Why Those Terrible Campaign Signs Actually Work

by | Oct 27, 2006 | Marketing

With campaign season in full swing, I’ve had some recent chats with my colleagues about the universally weak and uninspired nature of campaign signs.

It seems like political marketing is about nothing more than putting your name on a solid color background (usually blue or red), and maybe adding some stars.

Hasn’t creative come further than this over the years? Haven’t we seen the benefits of innovation, differentiation, and fresh thought? Won’t at least one of this candidates try something different? What are they thinking?

However, there’s more to these signs than meets the eye.

Seth Godin recently posted about the effect of online banner ads on eventual (not immediate) sales. The results were fascinating…

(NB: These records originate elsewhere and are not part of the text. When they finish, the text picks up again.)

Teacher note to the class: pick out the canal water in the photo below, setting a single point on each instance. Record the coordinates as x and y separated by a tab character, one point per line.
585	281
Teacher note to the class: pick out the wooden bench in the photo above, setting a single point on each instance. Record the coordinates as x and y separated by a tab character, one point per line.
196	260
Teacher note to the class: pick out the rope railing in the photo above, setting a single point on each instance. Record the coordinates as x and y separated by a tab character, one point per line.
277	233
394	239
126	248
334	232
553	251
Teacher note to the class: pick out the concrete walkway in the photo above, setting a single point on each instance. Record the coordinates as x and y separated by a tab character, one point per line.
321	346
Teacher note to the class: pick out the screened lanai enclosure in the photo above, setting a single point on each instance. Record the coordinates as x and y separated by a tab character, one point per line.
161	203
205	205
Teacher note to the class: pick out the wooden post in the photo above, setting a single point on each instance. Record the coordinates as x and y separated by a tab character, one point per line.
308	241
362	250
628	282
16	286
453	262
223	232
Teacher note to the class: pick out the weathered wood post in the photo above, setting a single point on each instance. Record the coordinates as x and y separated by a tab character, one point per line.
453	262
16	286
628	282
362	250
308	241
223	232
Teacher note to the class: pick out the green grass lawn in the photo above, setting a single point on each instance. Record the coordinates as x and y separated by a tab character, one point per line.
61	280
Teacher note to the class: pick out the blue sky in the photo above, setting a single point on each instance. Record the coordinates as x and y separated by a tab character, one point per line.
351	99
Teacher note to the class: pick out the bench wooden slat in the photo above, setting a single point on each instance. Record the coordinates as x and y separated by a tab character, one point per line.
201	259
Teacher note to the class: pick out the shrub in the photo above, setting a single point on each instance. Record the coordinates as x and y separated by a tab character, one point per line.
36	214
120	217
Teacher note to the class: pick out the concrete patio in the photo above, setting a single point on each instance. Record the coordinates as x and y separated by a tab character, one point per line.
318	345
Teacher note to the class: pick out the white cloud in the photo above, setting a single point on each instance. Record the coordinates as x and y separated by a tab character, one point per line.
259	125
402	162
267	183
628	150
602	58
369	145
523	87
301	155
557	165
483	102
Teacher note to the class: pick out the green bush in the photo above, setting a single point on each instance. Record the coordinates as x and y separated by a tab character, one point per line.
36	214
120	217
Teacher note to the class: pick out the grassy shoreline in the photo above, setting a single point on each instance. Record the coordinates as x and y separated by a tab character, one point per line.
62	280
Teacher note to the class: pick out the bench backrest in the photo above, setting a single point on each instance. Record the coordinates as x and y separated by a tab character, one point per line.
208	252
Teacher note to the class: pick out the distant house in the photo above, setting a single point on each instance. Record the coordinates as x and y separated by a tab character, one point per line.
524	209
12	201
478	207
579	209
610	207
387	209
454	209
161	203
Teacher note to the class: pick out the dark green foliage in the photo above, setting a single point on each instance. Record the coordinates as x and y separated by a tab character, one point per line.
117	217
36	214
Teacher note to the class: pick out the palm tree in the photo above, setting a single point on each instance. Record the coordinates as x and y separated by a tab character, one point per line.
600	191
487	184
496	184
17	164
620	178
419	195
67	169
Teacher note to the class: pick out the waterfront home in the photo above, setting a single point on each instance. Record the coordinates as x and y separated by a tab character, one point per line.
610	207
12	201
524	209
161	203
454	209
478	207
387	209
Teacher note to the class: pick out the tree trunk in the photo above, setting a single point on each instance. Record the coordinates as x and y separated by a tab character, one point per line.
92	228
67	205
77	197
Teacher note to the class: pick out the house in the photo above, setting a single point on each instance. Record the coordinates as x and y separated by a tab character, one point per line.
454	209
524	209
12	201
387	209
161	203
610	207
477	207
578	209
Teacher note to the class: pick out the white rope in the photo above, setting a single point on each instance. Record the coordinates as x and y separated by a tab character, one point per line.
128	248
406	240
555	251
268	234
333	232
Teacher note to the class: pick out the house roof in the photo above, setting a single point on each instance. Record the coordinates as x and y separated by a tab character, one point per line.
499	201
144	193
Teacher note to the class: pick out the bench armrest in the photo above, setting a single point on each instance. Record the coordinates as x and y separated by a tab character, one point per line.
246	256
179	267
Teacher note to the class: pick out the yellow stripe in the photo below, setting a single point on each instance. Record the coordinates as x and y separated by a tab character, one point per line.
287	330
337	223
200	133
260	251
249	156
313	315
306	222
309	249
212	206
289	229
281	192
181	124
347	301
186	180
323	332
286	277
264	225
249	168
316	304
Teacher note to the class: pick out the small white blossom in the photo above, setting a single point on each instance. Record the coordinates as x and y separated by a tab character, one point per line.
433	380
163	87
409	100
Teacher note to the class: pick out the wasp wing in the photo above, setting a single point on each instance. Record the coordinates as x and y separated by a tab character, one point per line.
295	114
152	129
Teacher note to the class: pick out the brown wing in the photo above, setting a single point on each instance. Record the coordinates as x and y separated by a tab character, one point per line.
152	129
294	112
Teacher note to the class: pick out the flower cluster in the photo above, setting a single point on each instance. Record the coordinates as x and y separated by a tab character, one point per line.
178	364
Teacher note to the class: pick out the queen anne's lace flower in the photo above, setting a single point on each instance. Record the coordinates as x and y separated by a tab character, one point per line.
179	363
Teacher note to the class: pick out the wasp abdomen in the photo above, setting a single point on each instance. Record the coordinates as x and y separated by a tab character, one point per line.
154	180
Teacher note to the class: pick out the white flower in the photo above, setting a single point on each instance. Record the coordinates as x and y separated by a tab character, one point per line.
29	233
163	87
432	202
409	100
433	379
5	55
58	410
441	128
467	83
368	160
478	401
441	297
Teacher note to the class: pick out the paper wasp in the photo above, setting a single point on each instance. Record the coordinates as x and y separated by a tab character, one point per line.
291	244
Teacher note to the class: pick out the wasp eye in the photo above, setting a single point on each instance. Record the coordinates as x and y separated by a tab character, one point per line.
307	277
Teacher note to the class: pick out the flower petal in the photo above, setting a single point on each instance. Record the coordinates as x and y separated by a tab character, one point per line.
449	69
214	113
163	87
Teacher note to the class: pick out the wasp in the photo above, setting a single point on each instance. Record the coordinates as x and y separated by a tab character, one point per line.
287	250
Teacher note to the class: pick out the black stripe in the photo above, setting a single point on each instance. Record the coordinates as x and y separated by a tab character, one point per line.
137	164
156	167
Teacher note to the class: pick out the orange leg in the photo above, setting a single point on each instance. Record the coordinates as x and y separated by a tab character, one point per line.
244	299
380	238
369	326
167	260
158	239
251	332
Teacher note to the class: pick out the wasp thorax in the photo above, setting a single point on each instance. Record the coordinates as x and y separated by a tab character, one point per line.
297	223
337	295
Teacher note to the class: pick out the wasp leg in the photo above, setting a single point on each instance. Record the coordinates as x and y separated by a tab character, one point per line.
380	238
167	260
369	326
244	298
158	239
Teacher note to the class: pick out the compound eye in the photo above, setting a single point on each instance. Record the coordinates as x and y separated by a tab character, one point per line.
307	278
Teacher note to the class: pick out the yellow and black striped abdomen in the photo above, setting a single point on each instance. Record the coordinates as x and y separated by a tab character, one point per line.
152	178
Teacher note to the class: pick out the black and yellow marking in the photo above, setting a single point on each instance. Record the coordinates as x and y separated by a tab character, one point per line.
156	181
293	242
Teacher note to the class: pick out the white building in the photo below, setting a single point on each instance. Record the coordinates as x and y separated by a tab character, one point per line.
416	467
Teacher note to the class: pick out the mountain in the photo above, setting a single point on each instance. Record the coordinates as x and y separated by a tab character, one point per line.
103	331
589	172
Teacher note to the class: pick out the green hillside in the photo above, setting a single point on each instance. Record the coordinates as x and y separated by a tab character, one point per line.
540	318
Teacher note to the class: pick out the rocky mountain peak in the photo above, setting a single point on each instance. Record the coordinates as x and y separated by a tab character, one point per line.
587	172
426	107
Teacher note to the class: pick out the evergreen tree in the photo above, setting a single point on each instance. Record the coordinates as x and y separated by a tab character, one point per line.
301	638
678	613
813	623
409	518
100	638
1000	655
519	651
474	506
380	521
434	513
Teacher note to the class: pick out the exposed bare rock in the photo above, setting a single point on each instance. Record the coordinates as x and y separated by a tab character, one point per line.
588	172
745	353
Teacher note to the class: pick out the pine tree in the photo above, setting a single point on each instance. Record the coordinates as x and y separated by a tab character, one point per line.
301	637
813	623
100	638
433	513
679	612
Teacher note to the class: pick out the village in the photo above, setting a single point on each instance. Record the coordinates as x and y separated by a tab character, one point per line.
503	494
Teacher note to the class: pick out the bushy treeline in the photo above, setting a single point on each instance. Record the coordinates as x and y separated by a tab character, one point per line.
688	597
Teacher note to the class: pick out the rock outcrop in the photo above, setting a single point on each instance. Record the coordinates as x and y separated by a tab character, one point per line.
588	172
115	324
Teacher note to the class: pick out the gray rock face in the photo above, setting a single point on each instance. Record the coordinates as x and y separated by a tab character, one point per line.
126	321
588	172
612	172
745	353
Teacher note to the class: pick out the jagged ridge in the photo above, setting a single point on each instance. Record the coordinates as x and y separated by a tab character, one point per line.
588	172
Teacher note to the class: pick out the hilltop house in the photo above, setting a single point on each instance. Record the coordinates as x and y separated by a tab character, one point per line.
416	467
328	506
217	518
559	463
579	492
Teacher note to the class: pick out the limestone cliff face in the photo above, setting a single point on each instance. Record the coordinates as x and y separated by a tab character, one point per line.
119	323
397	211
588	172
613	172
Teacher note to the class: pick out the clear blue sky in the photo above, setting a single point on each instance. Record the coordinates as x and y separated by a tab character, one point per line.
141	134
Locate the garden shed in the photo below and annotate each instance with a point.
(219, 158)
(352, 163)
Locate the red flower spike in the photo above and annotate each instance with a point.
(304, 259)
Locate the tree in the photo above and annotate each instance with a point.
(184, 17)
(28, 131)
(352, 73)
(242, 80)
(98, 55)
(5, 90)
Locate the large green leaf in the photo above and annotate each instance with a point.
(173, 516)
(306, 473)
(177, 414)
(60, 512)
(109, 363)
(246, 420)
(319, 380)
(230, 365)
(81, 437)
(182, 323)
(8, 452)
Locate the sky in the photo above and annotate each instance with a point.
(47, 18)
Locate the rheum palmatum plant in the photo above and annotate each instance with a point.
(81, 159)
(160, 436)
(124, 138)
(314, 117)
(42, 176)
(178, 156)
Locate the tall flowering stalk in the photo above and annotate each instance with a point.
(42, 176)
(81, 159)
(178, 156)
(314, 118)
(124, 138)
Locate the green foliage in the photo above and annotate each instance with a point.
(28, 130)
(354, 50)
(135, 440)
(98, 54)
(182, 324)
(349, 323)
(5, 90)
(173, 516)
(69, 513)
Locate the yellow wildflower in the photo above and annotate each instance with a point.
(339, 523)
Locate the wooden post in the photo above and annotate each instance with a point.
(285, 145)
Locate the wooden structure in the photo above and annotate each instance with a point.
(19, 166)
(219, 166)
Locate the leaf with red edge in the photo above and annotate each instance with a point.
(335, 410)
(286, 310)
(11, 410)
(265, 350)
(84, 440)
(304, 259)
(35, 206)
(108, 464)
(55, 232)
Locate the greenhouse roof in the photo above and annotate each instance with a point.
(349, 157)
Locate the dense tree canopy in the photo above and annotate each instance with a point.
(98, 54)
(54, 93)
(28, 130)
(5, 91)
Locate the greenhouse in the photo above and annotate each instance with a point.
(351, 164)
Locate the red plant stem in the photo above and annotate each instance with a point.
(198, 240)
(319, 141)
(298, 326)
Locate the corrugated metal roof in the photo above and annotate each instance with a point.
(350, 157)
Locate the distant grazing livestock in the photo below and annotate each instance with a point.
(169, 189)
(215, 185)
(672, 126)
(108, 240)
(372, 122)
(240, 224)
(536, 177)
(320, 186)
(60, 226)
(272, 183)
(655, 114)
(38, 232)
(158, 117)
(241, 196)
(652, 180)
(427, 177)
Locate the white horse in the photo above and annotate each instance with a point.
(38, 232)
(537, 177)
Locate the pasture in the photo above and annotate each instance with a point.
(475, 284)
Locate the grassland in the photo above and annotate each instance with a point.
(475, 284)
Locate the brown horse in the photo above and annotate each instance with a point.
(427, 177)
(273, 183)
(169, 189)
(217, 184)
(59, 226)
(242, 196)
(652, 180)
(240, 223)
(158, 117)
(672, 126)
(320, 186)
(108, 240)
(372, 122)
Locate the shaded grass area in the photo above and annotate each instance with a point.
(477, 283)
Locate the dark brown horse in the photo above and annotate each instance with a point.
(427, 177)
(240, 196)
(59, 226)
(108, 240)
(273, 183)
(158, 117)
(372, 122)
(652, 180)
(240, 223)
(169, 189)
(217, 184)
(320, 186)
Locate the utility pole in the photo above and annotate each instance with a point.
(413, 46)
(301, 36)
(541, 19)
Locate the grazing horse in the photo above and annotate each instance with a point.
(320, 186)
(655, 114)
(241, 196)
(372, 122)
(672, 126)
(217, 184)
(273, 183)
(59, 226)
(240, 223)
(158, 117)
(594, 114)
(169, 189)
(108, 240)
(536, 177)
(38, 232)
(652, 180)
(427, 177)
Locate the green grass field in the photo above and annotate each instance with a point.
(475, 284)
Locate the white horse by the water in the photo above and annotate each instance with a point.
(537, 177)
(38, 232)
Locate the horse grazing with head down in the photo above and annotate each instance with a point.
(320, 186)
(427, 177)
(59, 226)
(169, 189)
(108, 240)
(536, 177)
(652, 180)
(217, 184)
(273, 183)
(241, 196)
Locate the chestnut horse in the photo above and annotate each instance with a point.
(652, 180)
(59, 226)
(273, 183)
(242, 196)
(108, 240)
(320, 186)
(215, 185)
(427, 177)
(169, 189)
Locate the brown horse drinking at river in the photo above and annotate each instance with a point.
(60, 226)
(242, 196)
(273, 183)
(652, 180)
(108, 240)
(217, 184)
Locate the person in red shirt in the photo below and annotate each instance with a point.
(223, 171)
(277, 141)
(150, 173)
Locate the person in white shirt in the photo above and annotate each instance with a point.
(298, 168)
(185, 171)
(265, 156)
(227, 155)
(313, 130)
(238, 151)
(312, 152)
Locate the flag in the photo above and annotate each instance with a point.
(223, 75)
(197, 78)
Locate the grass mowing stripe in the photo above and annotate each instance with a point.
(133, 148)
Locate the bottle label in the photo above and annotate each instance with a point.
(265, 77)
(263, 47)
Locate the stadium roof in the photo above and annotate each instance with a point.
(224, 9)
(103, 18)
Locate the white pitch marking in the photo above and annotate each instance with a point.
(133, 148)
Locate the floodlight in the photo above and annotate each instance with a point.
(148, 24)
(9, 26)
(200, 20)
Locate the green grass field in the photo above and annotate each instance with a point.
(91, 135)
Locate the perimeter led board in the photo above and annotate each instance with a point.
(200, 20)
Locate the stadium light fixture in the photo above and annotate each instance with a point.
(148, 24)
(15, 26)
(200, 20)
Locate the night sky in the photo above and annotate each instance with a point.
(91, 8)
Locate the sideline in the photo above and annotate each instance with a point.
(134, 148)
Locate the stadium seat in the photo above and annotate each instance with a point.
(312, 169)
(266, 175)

If you run banner ads, one study for Harris Direct shows that you can increase your brand awareness about 7% after a reasonable buy of banner ads. That’s just fine, though I’m on the record as saying that most banner campaigns are a waste of money. The kicker? In the study, Harris did the banner buy and watched the number of clicks to their contextual ad (you know, the text ads) go up by 249% over the next week.

Pow.

This means that someone answering the ‘brand awareness’ survey says, “no, I never heard of them,” but then, two days later, is more than twice as likely to click on their text ad.

Political campaign signs make a lot more sense when you realize that they’re not trying to sell you on voting for them — they’re just trying to drill the name into your head, so that when it comes time to vote, they’ve got the all-important “Oh, I’ve heard of them” factor in their favor.

It’s easy to criticize bland advertising like campaign signs from a creative marketing perspective, but the (perhaps unfortunate) truth is that if they didn’t work, candidates wouldn’t keep using them.